No, this is actually one more example of the ignorance of the editorial board of the News-Advance, since the Confederate Battle Flag WAS NOT among those displayed from City Light Pole flag stands the week leading up to the State Holiday! 
(See our LTTE response below)


Join the Va Flaggers as we take to the streets of Lexington on the Lee-Jackson Holiday - Friday, January 17th and Lee-Jackson Day, Saturday, January 18th- to celebrate the Lee-Jackson State Holiday, honor our heroes, and protest the Lexington City Council's discriminatory flag ban, which was passed to prohibit the display of Confederate Flags from flag stands on City light poles to honor Lee and Jackson during the Holiday.

We will meet at Stonewall Jackson Cemetery Friday, January 17th at 10:00 a.m. to receive literature, instruction, and maps.  Lunch on your own (OUTSIDE of Lexington*).  Flag all day.  Dinner at 5:30 (Berky's restaurant) and back to town for a Confederate Picture show after dark. ;)  We will be on Main Street  flagging all day, so join us any time you can, for as long as you can. 

Saturday, we will attend the memorial service at Stonewall Jackson Cemetery (meet at Cemetery at 10:00 a.m.) and then march as a unit in the parade (11:15 a.m.), and attend the RE Lee Memorial Service (12:00 p.m.). Lunch (OUTSIDE of Lexington*) on your own,and then back to town for MORE FLAGGING! ALL Confederates are welcome to join us in the parade or ANY or all of the activities! All that is required is a Confederate flag, a desire to honor our ancestors, and a smile!

*We support and a TOTAL BOYCOTT OF LEXINGTON, encourage all to do the same, and ask that everyone let the merchants and civic officials know why you will not be spending a dime while there. 

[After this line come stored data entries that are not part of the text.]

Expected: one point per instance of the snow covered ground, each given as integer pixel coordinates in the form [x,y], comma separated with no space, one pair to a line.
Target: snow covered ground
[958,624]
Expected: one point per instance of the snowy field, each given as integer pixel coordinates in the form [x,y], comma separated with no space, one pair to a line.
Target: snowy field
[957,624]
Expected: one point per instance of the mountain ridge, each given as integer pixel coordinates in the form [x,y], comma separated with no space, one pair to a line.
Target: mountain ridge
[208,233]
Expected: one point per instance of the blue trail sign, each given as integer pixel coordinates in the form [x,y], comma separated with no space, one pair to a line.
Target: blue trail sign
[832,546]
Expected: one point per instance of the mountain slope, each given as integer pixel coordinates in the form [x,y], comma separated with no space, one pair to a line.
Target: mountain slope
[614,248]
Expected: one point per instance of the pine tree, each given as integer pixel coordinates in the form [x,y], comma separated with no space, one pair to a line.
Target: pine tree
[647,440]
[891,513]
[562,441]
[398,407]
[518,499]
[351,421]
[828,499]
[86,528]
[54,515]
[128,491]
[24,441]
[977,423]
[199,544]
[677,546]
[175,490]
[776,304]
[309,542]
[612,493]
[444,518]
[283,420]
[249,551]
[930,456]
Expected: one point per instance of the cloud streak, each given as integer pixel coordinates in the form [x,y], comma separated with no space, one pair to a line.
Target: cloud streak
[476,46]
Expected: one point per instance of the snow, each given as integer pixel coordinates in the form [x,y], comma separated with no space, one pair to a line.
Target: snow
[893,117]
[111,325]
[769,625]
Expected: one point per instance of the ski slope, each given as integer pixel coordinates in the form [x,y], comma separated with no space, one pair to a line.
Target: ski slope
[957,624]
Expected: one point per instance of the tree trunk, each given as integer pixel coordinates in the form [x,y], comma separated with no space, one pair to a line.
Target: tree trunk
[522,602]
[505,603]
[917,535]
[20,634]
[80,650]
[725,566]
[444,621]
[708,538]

The countdown is on!  Will you STAND and be counted?!?!?!

RETURN the flags!
RESTORE the honor!

Susan Hathaway
Va Flaggers

Dear Editor,

Three flags were the cause of dispute in Lexington, which resulted in the much contested Flag Ban law instituted on September 1st, 2011:   the General Lee's Headquarters flag, the 2nd National Confederate Banner, and the Virginia State Flag of 1861.

Your editorial incorrectly ascribes the Battle Flag as the sole cause.

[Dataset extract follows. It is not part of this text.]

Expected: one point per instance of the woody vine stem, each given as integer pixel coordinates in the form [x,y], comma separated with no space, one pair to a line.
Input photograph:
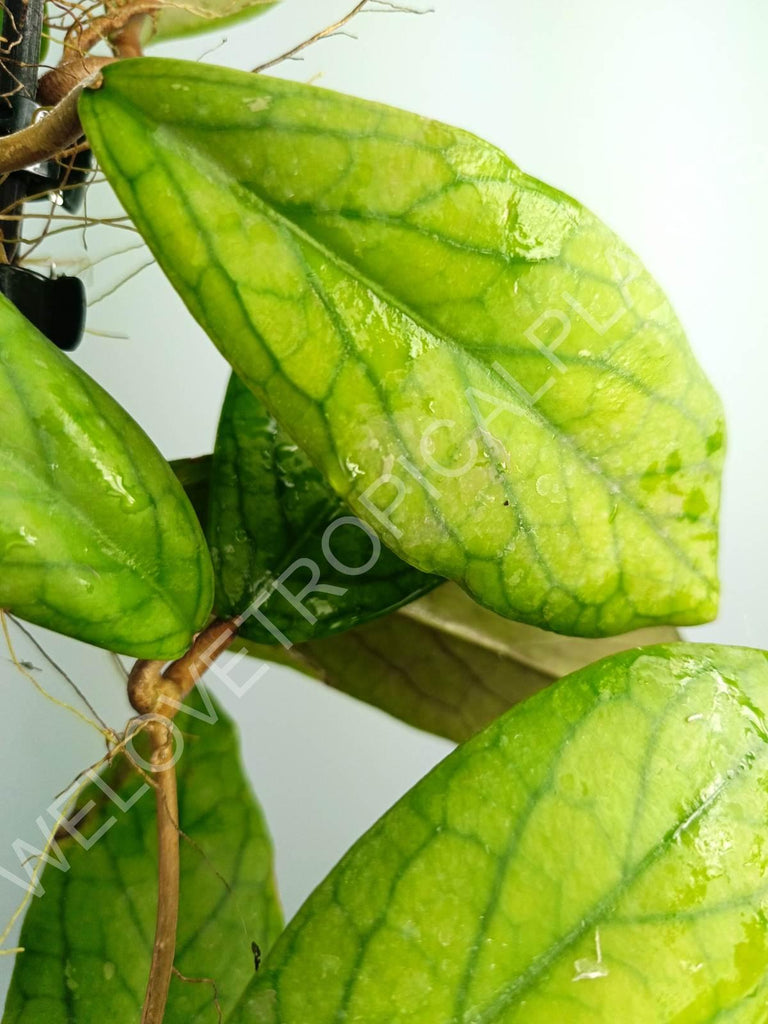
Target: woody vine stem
[157,694]
[156,691]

The Virginia State flag was born in April, 1861, and her first 4 years were used to guide Virginia troops to defend Virginia soil.

The Lee's HQ flag was used to designate the command center of Lee, and very closely resembles the current Georgia State flag. Washington and Lee University bears his name, as does Lee Chapel.

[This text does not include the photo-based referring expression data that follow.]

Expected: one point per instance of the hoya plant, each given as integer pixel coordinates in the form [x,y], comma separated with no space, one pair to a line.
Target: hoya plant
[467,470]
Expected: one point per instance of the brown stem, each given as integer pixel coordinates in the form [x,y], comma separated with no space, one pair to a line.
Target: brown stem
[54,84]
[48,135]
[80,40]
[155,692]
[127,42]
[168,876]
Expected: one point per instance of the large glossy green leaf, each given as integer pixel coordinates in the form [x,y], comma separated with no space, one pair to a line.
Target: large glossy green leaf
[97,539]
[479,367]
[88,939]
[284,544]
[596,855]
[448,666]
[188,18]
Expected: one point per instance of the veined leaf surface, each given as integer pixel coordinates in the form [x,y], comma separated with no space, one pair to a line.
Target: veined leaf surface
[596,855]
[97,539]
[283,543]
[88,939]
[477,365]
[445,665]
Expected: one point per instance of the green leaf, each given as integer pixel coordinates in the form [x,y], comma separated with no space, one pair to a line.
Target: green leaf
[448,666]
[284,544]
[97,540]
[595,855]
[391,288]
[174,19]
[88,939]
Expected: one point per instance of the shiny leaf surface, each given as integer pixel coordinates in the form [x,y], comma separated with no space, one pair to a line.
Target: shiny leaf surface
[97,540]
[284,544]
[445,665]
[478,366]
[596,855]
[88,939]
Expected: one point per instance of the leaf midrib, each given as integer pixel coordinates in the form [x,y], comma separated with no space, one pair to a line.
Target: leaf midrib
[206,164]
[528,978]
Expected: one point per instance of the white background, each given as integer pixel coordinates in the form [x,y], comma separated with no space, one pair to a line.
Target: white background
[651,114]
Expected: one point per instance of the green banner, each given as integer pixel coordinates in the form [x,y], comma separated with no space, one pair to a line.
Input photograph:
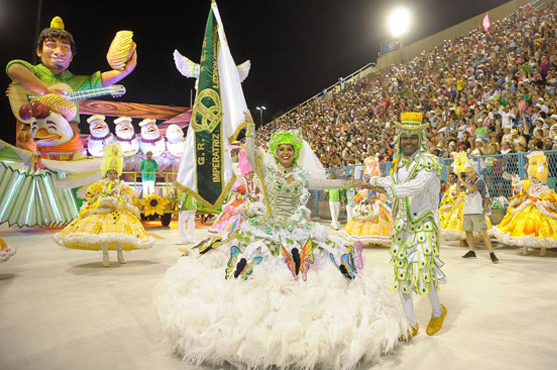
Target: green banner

The 2nd National Banner was first used to drape the casket of General Stonewall Jackson. He made VMI famous.

Lexington was the final home for both Lee and Jackson.  They made Lexington what it is today, and the Commonwealth of Virginia recognizes both of these great men with the annual Lee-Jackson State Holiday. The use of those three flags are most appropriate to celebrate the holiday, as was the original intent in January 2011.

Folks may disagree over the Battle Flag, but it was a great disservice to the readers of your newspaper to attempt to heighten passions where none should exist, by claiming the Battle Flag was an issue in Lexington City Council's flag ban ordinance.